Dans les flammes de l’envers !

mis en ligne le 27 juin 2013
Zéno Bianu et André Velter sont complices et ça se sent quand ils publient un livre de poésie à quatre mains intitulé Prendre feu publié chez Gallimard.
Dans la première partie, manif-fête poétique en prose d’une cinquantaine de pages intitulé « Ce qui se veut », leur idée première était de faire, pour le dire un peu vite, un état de la poésie contemporaine et plus particulièrement leur état à eux dans le mouvement poétique d’aujourd’hui. Et ils voulaient, de façon enthousiaste et sans polémique, trouver leur langue propre pour dire cela.
Paul Celan ne voyait pas de différence de principe entre une poignée de main et un poème, mais avec ces deux poètes-là, vous vous retrouverez plutôt pris à bras le corps, dans un grand charivari, façon New Orleans, d’images et de sons ! On vacille, on est déséquilibré, on voltige ! Les voilà, les trois temps de leur valse poétique.
« Alors, est-ce que ça chante ? » nous demandent-ils en cœur. Oui, ça chante, ça déchiffre, ça vocalise, ça exulte, ça swingue ! Déchaînement de signes, de tocsins et de tablas !
« Et est-ce que ça flamboie ? » nous demandent-ils encore. A las cinco de las tarde, c’est l’heure d’un feu d’artifice, d’un holi indien, d’une bataille de pigments de couleurs avec convocation des grands artificiers : Garcia Lorca, Artaud, Nietzche, Rimbaud, Jarry, Pasolini et tant d’autres !

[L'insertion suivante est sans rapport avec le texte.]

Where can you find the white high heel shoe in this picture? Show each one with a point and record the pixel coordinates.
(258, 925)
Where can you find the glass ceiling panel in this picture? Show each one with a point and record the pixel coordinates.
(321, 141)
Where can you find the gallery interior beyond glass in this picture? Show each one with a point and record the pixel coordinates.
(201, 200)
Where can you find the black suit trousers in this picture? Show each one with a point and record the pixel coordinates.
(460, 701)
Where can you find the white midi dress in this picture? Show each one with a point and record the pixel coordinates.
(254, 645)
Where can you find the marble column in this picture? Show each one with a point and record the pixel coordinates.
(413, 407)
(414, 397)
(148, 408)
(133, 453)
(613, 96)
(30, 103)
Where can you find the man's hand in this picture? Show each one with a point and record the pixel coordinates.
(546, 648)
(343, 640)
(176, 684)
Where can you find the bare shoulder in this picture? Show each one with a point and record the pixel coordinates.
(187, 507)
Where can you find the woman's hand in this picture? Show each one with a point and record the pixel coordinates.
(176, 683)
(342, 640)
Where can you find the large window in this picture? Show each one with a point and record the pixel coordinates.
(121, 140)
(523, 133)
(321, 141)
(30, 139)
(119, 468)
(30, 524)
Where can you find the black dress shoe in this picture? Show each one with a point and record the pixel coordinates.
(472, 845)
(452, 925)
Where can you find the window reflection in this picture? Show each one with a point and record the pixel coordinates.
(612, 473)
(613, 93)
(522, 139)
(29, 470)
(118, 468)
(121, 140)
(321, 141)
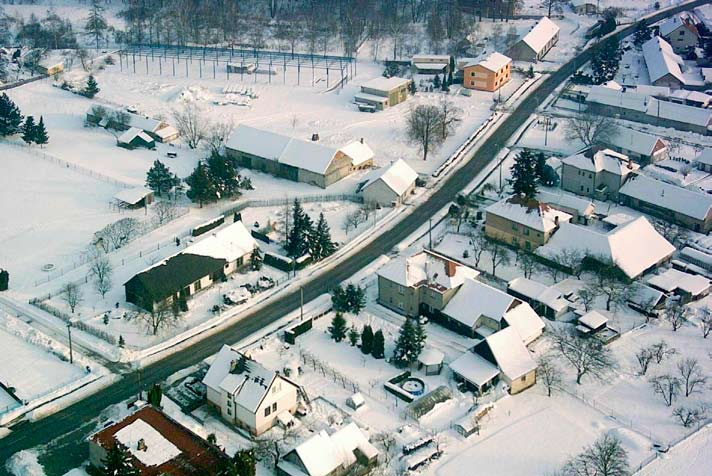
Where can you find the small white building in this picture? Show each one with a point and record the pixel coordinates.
(390, 185)
(246, 393)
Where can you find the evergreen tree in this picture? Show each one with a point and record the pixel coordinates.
(117, 463)
(10, 117)
(366, 339)
(321, 244)
(408, 345)
(160, 179)
(353, 336)
(201, 186)
(28, 130)
(338, 327)
(379, 345)
(41, 136)
(524, 176)
(92, 87)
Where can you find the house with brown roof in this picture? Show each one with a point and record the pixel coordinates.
(157, 445)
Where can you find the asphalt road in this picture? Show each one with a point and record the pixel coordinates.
(63, 434)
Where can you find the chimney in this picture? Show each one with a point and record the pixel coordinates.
(450, 268)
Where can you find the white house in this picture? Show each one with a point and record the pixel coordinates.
(390, 185)
(246, 393)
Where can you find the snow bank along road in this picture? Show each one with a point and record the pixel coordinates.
(64, 432)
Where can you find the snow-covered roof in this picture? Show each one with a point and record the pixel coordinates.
(247, 388)
(495, 61)
(635, 141)
(569, 201)
(531, 214)
(157, 450)
(593, 319)
(132, 195)
(680, 200)
(622, 245)
(541, 34)
(359, 152)
(512, 356)
(661, 60)
(602, 160)
(385, 84)
(398, 176)
(427, 268)
(133, 132)
(673, 279)
(474, 368)
(230, 243)
(322, 454)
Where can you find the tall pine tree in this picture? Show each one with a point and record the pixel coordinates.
(160, 179)
(10, 117)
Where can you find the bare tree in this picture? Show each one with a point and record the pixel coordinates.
(191, 123)
(606, 457)
(691, 375)
(587, 356)
(101, 270)
(644, 357)
(667, 387)
(689, 416)
(164, 211)
(424, 127)
(549, 374)
(590, 129)
(72, 295)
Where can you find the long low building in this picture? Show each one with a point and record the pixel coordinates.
(669, 202)
(296, 159)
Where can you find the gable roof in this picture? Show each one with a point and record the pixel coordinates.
(680, 200)
(533, 214)
(661, 60)
(398, 176)
(622, 245)
(540, 35)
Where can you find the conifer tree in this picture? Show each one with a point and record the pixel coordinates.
(379, 345)
(160, 179)
(92, 87)
(338, 327)
(28, 130)
(366, 339)
(10, 117)
(41, 136)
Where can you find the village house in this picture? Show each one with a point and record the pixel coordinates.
(546, 301)
(420, 284)
(345, 451)
(620, 245)
(157, 445)
(669, 202)
(296, 159)
(118, 119)
(388, 186)
(664, 65)
(430, 64)
(501, 356)
(596, 173)
(536, 43)
(523, 223)
(478, 310)
(382, 93)
(638, 146)
(178, 277)
(490, 74)
(681, 31)
(247, 394)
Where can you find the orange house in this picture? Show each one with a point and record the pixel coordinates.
(489, 74)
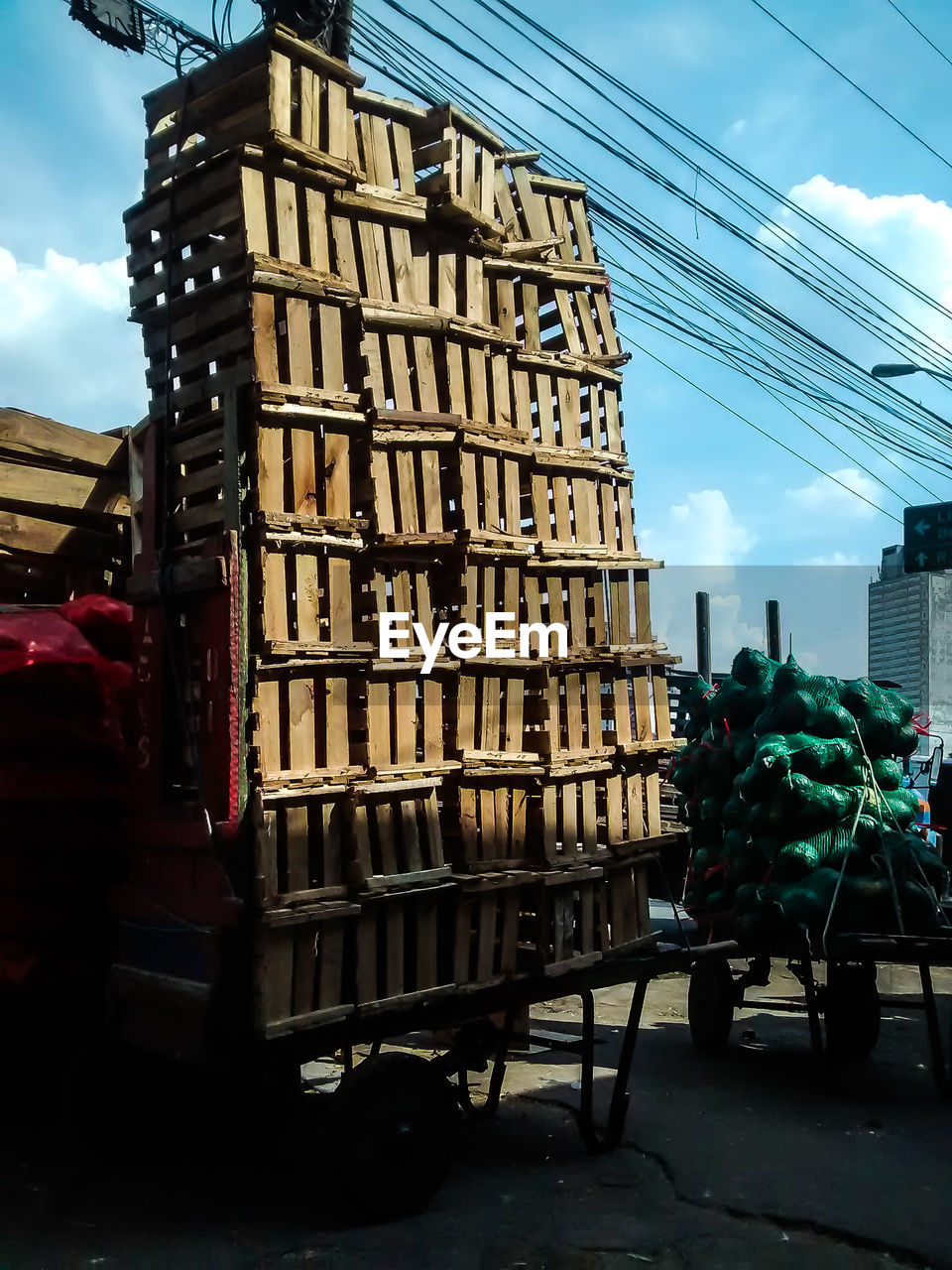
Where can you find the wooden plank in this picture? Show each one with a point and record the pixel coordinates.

Des hauteurs du Tibet jusqu’en Espagne, du désert du Taklamakan jusqu’au fond des océans on n’a pas le temps de s’attarder, on lâche prise, on se laisse maintenant guider en confiance, le tempo, toujours et encore !
(Si vous tendez l’oreille, vous y entendrez un air de Chet Baker et, s’il manque un homard, ne vous inquiétez pas, il est certainement dans les jardins du Palais-Royal avec Gérard de Nerval !)

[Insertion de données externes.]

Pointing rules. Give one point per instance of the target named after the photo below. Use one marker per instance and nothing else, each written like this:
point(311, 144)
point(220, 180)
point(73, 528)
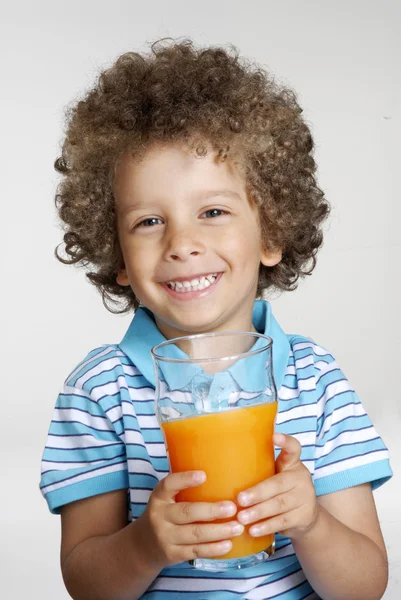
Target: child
point(189, 188)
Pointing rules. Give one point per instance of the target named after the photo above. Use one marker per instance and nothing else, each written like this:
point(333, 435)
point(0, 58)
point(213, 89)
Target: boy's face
point(185, 223)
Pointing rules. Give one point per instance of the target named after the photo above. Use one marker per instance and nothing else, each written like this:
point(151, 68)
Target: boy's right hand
point(172, 532)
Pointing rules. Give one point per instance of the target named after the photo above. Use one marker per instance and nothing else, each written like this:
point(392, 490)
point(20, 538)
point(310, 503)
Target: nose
point(183, 243)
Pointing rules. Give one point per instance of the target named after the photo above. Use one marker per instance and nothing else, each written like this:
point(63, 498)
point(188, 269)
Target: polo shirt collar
point(143, 334)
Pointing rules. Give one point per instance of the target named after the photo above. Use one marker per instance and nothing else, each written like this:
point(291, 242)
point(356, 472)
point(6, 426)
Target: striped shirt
point(104, 436)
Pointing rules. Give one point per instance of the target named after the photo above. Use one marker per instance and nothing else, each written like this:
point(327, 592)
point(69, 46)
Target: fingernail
point(237, 528)
point(228, 509)
point(225, 546)
point(245, 517)
point(278, 439)
point(244, 498)
point(255, 530)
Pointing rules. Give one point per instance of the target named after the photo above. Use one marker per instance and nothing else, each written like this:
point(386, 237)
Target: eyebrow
point(203, 195)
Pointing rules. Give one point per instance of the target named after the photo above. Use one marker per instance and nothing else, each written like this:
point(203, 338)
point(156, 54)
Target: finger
point(269, 488)
point(169, 487)
point(290, 451)
point(264, 510)
point(202, 533)
point(278, 524)
point(181, 513)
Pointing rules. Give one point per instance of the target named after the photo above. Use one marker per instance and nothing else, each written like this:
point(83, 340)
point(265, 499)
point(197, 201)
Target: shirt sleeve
point(84, 453)
point(349, 451)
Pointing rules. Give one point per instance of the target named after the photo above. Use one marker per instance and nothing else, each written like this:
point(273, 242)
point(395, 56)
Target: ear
point(271, 258)
point(122, 277)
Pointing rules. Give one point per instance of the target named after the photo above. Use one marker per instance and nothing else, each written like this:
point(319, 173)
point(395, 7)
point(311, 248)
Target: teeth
point(194, 285)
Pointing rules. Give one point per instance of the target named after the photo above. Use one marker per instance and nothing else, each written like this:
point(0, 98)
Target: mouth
point(198, 286)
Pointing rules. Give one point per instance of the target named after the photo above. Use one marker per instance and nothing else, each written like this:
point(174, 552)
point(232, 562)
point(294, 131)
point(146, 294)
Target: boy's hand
point(173, 532)
point(285, 502)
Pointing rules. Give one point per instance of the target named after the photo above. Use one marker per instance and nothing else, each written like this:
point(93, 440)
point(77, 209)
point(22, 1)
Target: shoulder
point(100, 371)
point(306, 353)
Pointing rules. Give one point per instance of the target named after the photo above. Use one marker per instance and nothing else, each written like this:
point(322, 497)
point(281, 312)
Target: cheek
point(242, 247)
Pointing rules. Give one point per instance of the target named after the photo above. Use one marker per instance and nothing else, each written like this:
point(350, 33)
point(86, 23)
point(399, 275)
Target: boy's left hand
point(284, 503)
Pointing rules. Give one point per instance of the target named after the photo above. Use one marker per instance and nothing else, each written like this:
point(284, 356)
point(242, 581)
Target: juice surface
point(235, 450)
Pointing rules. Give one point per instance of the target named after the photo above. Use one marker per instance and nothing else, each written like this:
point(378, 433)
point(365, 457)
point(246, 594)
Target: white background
point(343, 58)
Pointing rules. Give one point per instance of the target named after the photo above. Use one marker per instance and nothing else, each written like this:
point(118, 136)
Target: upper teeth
point(200, 283)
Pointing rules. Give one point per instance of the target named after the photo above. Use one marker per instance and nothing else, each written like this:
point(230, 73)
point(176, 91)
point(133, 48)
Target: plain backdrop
point(343, 58)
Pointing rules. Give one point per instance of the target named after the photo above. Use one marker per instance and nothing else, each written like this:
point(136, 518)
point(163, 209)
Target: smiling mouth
point(193, 285)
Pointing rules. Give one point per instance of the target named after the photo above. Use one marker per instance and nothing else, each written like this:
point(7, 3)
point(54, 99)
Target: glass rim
point(268, 346)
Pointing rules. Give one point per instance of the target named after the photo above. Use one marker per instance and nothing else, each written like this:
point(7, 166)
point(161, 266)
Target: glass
point(216, 403)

Le feu et la glace, alors brûlure pour brûlure, pour rien au monde on ne demanderait à nos deux poètes de réduire la flamme, non, pour rien au monde. On se demande juste, à ce moment-là avec Juan Ramon Jimenez : « Pourquoi mangeons-nous et buvons-nous autre chose que de la lumière et du feu ! »
Ce qui se veut, chez Zéno Bianu et André Velter, c’est métamorphoser le présent en présence. Ils ne sont pas dans une tour d’ivoire, la leur est translucide et même en nous ayant fait passé de l’autre côté du miroir, le réel est bien là, un réel où la part de l’unique est devenue infime, infirme, quasi inexistante ! Un réel ou la basse-cour planétaire regorge de petits coqs génétiquement modifiés, volatiles si bien conçus qu’ils n’auront pas une fois à se servir de leurs ailes !

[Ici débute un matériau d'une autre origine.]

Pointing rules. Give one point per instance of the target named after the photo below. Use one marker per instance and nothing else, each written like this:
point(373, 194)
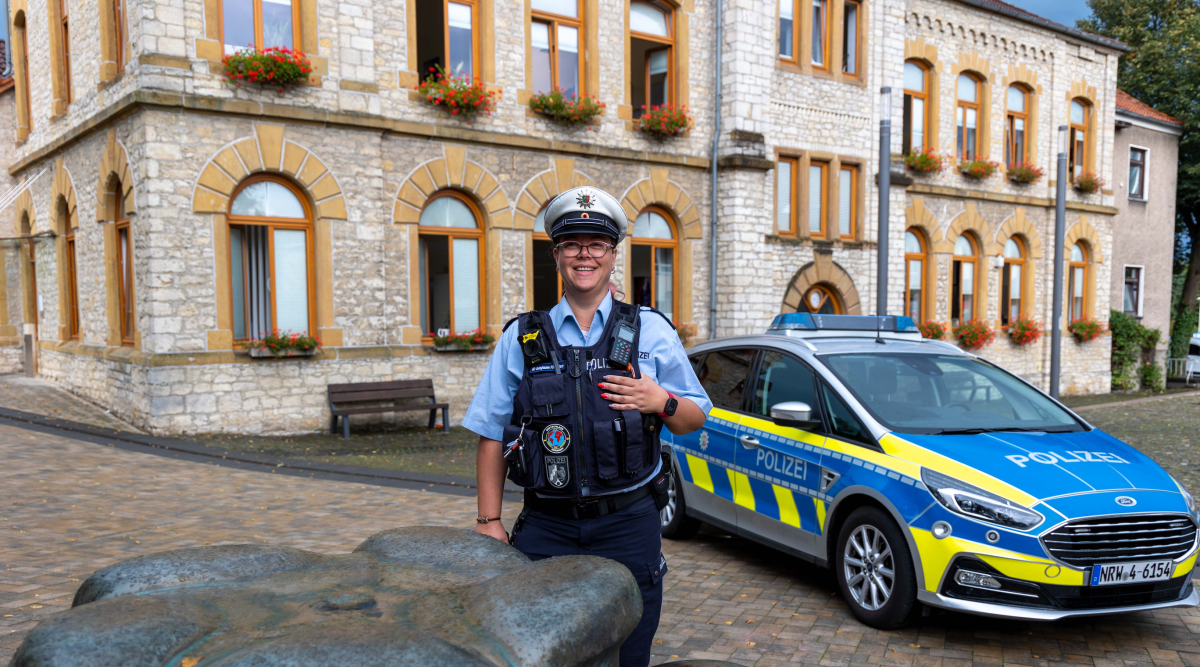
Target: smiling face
point(585, 274)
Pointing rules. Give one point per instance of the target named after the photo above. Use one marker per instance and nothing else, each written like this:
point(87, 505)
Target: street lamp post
point(1060, 230)
point(881, 292)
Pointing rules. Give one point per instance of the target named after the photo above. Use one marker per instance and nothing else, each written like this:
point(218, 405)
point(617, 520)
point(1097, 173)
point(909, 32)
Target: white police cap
point(586, 210)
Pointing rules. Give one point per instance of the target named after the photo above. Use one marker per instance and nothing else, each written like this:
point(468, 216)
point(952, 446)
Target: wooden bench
point(361, 398)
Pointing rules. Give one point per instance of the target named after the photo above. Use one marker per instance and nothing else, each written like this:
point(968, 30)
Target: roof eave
point(1120, 47)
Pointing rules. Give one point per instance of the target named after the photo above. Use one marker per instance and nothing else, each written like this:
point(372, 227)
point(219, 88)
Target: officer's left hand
point(629, 394)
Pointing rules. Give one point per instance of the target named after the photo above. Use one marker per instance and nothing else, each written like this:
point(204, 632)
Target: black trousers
point(630, 536)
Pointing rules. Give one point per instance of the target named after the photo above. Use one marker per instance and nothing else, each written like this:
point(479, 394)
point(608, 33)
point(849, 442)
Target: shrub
point(924, 161)
point(933, 330)
point(285, 343)
point(465, 341)
point(1025, 173)
point(276, 66)
point(1025, 331)
point(664, 121)
point(567, 109)
point(1085, 329)
point(975, 334)
point(1089, 184)
point(462, 96)
point(978, 169)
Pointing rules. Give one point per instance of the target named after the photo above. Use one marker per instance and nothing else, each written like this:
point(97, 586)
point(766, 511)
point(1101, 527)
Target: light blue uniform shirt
point(663, 360)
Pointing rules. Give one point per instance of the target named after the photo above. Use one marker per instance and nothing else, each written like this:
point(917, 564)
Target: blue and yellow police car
point(923, 474)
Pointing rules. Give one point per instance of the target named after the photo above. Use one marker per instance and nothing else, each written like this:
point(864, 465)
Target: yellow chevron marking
point(918, 455)
point(742, 492)
point(787, 511)
point(700, 475)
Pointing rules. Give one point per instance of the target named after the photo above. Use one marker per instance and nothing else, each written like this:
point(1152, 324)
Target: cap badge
point(586, 200)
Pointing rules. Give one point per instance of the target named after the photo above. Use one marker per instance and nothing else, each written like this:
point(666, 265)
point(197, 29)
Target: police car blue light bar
point(809, 322)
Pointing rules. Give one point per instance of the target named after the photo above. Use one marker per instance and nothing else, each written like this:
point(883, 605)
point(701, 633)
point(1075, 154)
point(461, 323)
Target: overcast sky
point(1062, 11)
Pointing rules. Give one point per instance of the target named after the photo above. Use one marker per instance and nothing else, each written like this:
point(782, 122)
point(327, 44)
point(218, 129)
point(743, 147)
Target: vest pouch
point(633, 444)
point(549, 394)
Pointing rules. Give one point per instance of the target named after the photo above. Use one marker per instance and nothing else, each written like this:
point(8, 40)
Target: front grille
point(1117, 539)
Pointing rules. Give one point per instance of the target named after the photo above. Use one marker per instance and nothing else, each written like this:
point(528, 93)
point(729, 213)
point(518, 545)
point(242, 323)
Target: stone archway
point(825, 272)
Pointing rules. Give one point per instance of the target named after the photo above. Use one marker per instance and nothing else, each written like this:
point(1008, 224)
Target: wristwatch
point(670, 408)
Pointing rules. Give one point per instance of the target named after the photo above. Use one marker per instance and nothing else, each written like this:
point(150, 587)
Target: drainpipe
point(717, 138)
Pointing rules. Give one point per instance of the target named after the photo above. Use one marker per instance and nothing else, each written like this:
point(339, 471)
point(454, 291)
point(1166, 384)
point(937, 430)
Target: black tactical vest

Commerce des cœurs, commerce des corps, commerce des âmes, commerce de tout ! Ce qui se veut, pour eux, ce serait plutôt un réel qui ne serait pas intercepté au travers du spectre des lois, de la morale ou de l’ordre social. Ce qui se veut, c’est l’insouciance revivifiée d’un « passer outre » qui exige, en vérité, de « penser outre » !
Mais il fallait bien qu’ils relèvent leur propre défi, qu’ils tirent le fil du funambule pour savoir s’ils tenaient dessus ! Alors, avec la grâce des revenus de tout, ils abordent à marée haute la deuxième partie du livre intitulée : « Le duende d’Orphée », qui, après le caractère plutôt lapidaire et solaire de la première partie en prose, se compose de sept poèmes stricto sensu. Ces textes entrent en résonance familière avec notre part déroutante, il est 5 heures du soir, infiniment, l’azur définitif est traversé de flèches enflammées, un loup des steppes passe dans le no man’s langue, l’ombre d’une corne de taureau déchire l’espace tendu entre nos rêves.
Et on entend comme les derniers échos syncopés d’un big band qui s’éloignerait lentement laissant derrière lui des traces de sable et de sang, en migration toujours… La chance et le feu de quelque chose qui aime, c’est ce que vous aurez dans les mains en lisant Prendre feu de Zéno Bianu et André Velter.